The embedding problem with non-abelian kernel for local fields (Q844493)

Let \(k\) be a finite extension of the field \(\mathbb Q _ p\) of \(p\)-adic numbers of degree \(d\), \(\overline F\) the Galois group of the maximal \(p\)-extension \(k(p)/K\), and let \(K/k\) be a \(p\)-extension with Galois group \(F\). Consider the exact sequence \(1 \to B \to G \to F \to 1\) of \(p\)-groups and denote by \(\varphi \) the homomorphism \(\varphi \) of \(G\) onto \(F\) from this sequence. The embedding problem consists of finding a Galois extension (or at least a Galois algebra) \(L\) of \(k\) with a Galois group \(G\), such that \(K \subseteq L\) and the restriction of automorphisms \(g \in G\) upon \(K\) coincides with \(\varphi (g)\). The solution is obtained easily in case \(k\) does not contain a primitive \(p\)-th root of unity, since then \(\overline F\) is a free pro-\(p\)-group of rank \(d + 1\), by a theorem of Shafarevich. When the kernel \(B\) of this problem is abelian, it was shown by \textit{S. P. Demushkin} and \textit{I. R. Shafarevich} [Izv.
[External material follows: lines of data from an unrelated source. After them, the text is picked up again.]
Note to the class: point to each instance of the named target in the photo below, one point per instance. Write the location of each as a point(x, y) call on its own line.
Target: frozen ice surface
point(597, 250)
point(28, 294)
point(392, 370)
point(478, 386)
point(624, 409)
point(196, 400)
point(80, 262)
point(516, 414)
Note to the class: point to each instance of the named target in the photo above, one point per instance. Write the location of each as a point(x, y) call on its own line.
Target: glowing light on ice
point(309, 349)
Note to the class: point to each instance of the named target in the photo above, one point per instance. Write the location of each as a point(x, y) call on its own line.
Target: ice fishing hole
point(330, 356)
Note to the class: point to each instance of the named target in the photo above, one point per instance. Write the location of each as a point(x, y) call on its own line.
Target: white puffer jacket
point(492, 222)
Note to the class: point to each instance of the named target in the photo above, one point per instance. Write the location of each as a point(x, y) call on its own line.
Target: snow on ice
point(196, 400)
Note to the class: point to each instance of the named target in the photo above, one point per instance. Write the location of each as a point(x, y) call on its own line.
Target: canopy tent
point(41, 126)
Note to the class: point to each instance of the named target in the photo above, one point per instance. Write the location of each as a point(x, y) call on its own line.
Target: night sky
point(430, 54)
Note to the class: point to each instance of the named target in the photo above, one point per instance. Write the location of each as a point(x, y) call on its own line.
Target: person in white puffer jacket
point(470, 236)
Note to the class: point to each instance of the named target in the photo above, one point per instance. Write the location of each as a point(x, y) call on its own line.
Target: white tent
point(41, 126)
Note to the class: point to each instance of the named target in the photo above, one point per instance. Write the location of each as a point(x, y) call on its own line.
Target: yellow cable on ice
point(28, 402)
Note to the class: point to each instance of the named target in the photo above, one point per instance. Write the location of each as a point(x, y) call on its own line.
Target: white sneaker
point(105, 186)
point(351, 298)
Akad. Nauk SSSR, Ser. Mat. 23, 823--840 (1959; Zbl 0093.04404)] that the problem is solvable if and only if the Faddeev-Hasse compatibility condition is fulfilled; for the answer over an arbitrary ground field, found by \textit{A. Yakovlev} [Izv. Akad. Nauk SSSR, Ser. Mat. 28, 645--660 (1964; Zbl 0126.27402)]. Henceforth, we assume that \(k\) contains a primitive \(p\)-th root of unity, \(B\) is nonabelian and \(B'\) is the derived subgroup of \(B\), and for each pro-\(p\)-group \(P\), we denote by \(d(P)\) the cardinality of any minimal system of topological generators of \(P\). The paper under review deals with the question of whether the stated embedding problem is solvable if and only if the associated problem corresponding to the exact sequence of groups \(1 \to B/B' \to G/B' \to F \to 1\), is solvable. It shows that the answer is affirmative in the following two cases: (i) \(d(\overline F) \geq d(F) + 3\); (ii) \(d(\overline F) \geq d(F) + 2\) and \(K\) contains a primitive root of unity of degree equal to the exponent of \(B\). Here we recall that, by an earlier result of Lur'e (published in 1973), the answer is also affirmative in the case of \(d(G) = d(F)\).